Functional traits are known to correlate to some extent with current climatic conditions (Thuiller et al. 2010; Martínez-Vilalta et al. 2010) but, contrary to our expectations, they failed to correlate with the change and projection of climatic suitability in our models, probably because average values of functional traits do not account for the variability over large territories and thus for the ability of a species to adjust to spatial and temporal variability in environmental conditions (Thuiller et al. 2010), particularly in the studied region (Sabate et al. 2002). Accordingly, some recent work has called for the explicit inclusion of intraspecific variability in functional traits in studies of community ecology (Albert et al. 2011). Also, increasing CO2 emissions is an important source on uncertainty on species response to climate change due to its direct effects on physiological performance (Keenan et al. 2011). Furthermore, most current models cannot satisfactorily evaluate the potential role of acute climatic fluctuations in species distribution (but see Zimmerman et al. 2009). However, the combination of niche-based and process-based models can provide insights about the relevance of extreme climatic variability on future patterns of species distribution (Morin and Thuiller 2009; Keenan et al. 2011). Finally, our models do not account for other factors determining species dominance and distribution, such as landscape structure and human impact, including forest management and plantation. The consequence should be a dilution of the role of autoecological features in interpreting their correspondence with climate.

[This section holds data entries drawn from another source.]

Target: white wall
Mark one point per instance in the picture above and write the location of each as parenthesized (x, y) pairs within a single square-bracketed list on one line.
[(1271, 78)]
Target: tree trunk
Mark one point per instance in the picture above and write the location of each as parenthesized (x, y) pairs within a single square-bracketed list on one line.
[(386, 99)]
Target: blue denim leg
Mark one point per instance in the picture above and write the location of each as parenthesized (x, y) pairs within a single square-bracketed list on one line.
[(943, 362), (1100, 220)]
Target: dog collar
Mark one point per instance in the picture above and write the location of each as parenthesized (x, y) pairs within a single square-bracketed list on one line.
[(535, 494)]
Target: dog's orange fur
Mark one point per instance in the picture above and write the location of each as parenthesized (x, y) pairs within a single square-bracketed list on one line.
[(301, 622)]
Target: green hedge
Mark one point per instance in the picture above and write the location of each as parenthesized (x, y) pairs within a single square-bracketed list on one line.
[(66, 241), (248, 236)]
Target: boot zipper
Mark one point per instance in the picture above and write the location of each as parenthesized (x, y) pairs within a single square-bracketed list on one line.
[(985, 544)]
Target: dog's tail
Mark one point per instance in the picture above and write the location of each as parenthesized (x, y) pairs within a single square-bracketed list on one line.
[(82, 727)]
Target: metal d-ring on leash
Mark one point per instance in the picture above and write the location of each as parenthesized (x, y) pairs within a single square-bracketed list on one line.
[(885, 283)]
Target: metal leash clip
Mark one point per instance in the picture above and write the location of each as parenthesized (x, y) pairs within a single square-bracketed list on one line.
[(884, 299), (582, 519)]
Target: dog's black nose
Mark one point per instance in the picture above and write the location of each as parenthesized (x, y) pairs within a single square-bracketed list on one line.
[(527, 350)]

The conditions where species are currently found were related to the projected change in suitability and, as hypothesized, the loss of habitat suitability would be lower for species growing in warmer habitats. Nevertheless, as for functional traits, the scarcity of significant relationships may be explained by the existence of factors other than climate that explain the current distribution of species. Climatic amplitude, particularly P/PET SD, is the best predictor of suitability change. As hypothesized, species able to successfully grow in a wide range of water deficit conditions would be less vulnerable to the new climatic scenarios.

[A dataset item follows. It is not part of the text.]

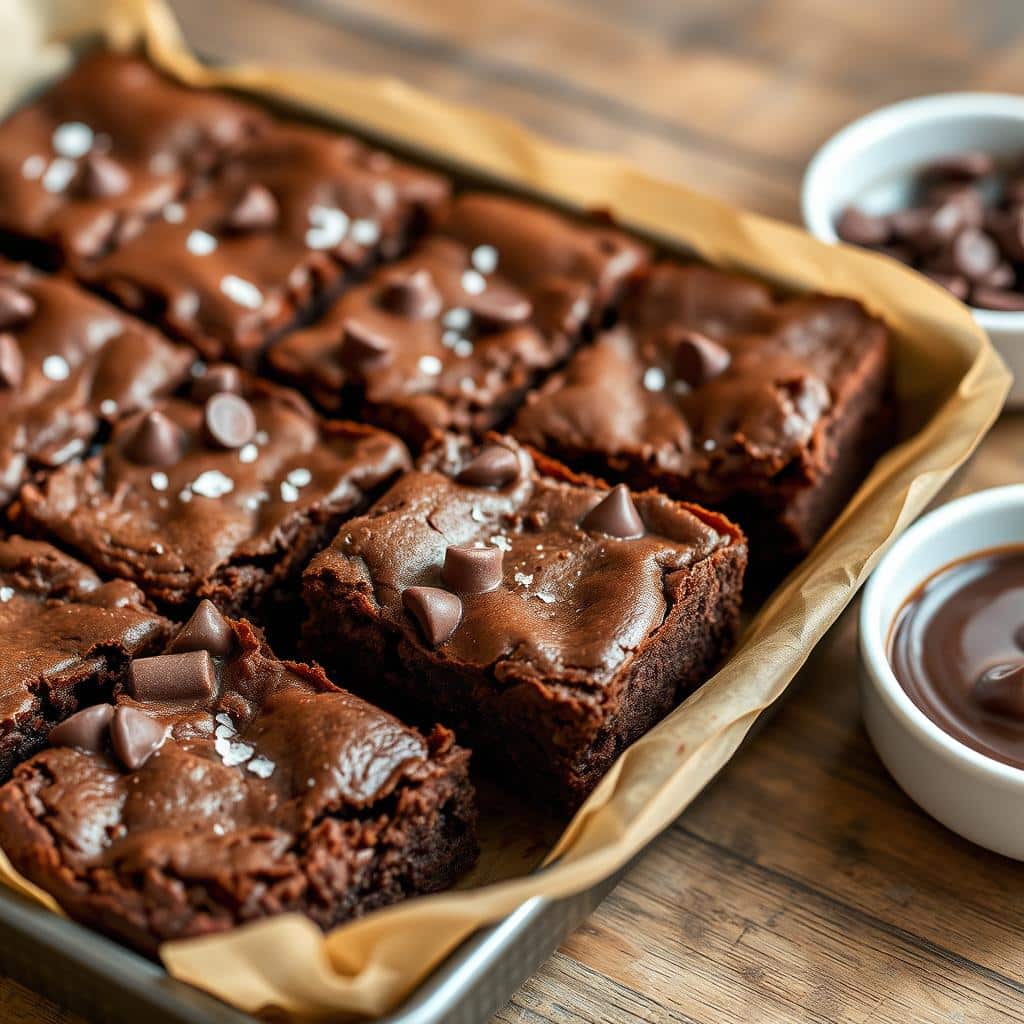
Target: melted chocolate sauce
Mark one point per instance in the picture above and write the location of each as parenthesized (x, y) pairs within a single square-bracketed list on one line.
[(957, 649)]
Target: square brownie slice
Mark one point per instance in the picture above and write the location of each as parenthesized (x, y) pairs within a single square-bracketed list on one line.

Current regional abundance is not consistently associated with changes in climatic suitability, indicating that there is no strong bias in our estimates due to sample size. Overall, this result supports the role of refugia in a changing climate scenario, but the climatic suitability of some rare species would diminish in the territory, as is the case of A. alba Mill. or I. aquifolium, which are more likely to be restricted by summer water deficits. Furthermore, the inclusion of phylogenetic affinity between species improves our univariate models. This trend is explained by the constraints imposed by phylogeny on species traits, and it suggests that sets of species belonging to closely related lineages might be particularly vulnerable or resilient to climate change.

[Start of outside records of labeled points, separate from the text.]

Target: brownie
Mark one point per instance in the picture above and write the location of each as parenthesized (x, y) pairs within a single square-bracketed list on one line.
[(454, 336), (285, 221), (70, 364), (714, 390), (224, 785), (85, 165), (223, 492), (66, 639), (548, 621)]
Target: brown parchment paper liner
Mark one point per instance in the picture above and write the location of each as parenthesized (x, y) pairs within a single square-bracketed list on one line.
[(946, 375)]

This study confirms that the extrapolation to future climatic scenarios of species performance based on current patterns of dominance distribution is also constrained by factors other than species autoecology. In addition to biotic interactions and dispersal, land use and forest management should be particularly relevant for population trends (Gómez-Aparicio et al. 2011; Martínez-Vilalta et al. 2012). Also, species distribution models assume a set of biological and methodological simplifications than accumulate uncertainty to the resulting predictions (Thuiller 2004; Schwartz 2012). The relationship between the characteristics of tree species and the response of those species to future climate change may be described better by considering both the biological and historical factors.